Mittels Ortsbegehungen haben die Gemeinden die Bedürfnisse der älteren Bevölkerung ermittelt – hier in Neunkirch (SH).

Sieben Gemeinden sind jetzt altersfreundlicher

08.10.2023
10 l 2023

Ein Jahr lang arbeiteten sieben Schaffhauser Gemeinden intensiv an ihrer Altersfreundlichkeit. Der erste Durchgang des «Programms altersfreundliche Gemeinde» endete mit einem breiten Fächer an alterspolitischen Massnahmen.

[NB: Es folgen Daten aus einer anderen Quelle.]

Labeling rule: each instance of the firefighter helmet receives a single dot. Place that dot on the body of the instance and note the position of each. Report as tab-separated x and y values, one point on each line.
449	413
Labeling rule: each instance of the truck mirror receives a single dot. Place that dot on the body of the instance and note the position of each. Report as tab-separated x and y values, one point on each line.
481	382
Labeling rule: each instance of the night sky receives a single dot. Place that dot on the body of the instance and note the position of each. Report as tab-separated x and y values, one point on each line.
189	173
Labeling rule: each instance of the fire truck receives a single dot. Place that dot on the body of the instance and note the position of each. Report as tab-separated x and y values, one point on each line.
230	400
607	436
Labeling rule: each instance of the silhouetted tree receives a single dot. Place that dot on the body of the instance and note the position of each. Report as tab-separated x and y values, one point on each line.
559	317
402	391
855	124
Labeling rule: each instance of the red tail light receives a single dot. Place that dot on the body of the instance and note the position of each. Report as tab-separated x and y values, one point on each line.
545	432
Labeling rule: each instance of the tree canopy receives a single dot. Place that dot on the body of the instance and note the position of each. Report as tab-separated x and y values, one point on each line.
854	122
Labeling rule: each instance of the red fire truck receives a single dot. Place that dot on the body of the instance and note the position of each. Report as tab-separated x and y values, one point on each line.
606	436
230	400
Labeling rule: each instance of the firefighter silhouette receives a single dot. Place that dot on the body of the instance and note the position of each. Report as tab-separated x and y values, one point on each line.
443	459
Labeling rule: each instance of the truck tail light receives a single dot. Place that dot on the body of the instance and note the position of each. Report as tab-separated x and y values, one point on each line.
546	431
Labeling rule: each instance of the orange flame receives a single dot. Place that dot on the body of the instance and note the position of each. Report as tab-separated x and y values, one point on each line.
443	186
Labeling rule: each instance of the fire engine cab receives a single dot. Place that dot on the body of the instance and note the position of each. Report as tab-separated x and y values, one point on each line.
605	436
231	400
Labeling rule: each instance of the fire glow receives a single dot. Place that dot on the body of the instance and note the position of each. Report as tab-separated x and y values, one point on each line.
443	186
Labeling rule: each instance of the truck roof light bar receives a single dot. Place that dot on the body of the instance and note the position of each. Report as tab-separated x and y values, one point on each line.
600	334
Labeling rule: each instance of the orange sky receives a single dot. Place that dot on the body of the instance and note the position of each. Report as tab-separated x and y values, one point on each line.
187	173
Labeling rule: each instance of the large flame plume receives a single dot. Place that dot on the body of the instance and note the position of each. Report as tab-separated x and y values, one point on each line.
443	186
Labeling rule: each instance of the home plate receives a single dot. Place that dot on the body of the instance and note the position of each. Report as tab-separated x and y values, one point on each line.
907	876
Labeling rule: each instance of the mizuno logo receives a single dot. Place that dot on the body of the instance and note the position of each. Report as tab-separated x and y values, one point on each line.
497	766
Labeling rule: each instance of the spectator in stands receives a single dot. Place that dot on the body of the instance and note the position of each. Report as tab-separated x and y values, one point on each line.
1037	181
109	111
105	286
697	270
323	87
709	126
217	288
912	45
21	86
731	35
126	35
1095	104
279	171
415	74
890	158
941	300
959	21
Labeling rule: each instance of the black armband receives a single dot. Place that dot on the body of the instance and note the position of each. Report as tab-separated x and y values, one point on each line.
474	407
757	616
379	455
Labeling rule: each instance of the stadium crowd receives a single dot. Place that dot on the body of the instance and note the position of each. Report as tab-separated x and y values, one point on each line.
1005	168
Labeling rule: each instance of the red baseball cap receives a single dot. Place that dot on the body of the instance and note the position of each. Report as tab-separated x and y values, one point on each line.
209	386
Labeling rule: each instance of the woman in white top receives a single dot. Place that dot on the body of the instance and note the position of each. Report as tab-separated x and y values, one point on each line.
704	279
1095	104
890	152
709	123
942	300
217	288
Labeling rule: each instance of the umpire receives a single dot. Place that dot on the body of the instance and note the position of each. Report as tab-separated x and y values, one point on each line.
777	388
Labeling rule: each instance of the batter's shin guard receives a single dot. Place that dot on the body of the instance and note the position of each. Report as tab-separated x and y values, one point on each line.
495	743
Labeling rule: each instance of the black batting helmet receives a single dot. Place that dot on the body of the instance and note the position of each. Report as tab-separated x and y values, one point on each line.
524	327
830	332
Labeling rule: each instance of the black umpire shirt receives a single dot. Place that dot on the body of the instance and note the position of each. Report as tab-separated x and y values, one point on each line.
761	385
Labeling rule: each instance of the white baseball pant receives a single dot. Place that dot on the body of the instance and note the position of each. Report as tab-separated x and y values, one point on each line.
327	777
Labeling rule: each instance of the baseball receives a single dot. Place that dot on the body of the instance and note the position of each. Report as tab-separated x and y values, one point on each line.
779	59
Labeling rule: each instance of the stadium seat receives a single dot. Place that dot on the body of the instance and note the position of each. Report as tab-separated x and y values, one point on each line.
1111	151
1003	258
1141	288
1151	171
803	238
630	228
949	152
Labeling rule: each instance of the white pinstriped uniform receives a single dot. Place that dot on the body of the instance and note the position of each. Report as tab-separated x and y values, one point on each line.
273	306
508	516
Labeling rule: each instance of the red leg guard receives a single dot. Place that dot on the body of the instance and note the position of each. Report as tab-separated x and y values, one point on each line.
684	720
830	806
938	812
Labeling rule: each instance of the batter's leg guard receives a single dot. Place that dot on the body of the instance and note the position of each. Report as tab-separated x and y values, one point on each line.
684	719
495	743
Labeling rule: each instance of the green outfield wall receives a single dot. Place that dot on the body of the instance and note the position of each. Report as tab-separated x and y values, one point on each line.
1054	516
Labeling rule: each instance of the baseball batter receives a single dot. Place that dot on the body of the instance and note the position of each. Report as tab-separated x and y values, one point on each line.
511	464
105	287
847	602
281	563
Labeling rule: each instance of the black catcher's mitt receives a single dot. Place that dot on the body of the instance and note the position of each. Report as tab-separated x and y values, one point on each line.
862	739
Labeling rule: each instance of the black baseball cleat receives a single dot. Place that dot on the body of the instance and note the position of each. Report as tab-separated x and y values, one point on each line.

Der Kanton Schaffhausen ist besonders von der demografischen Entwicklung im Alter geprägt. So lag beispielsweise der Altersquotient im Jahr 2020 bei 36,2 im Vergleich zum Schweizer Durchschnitt von 30,7. Dem Kanton und den Gemeinden kommt bei der Gestaltung der Altersfreundlichkeit deshalb eine grosse Bedeutung zu. Die Gesundheitsförderung des Kantons hat zu diesem Zweck ein entsprechendes «Programm altersfreundliche Gemeinde» in Kooperation mit der Fachstelle Alterspolitik von Gerontologie CH ausgeschrieben.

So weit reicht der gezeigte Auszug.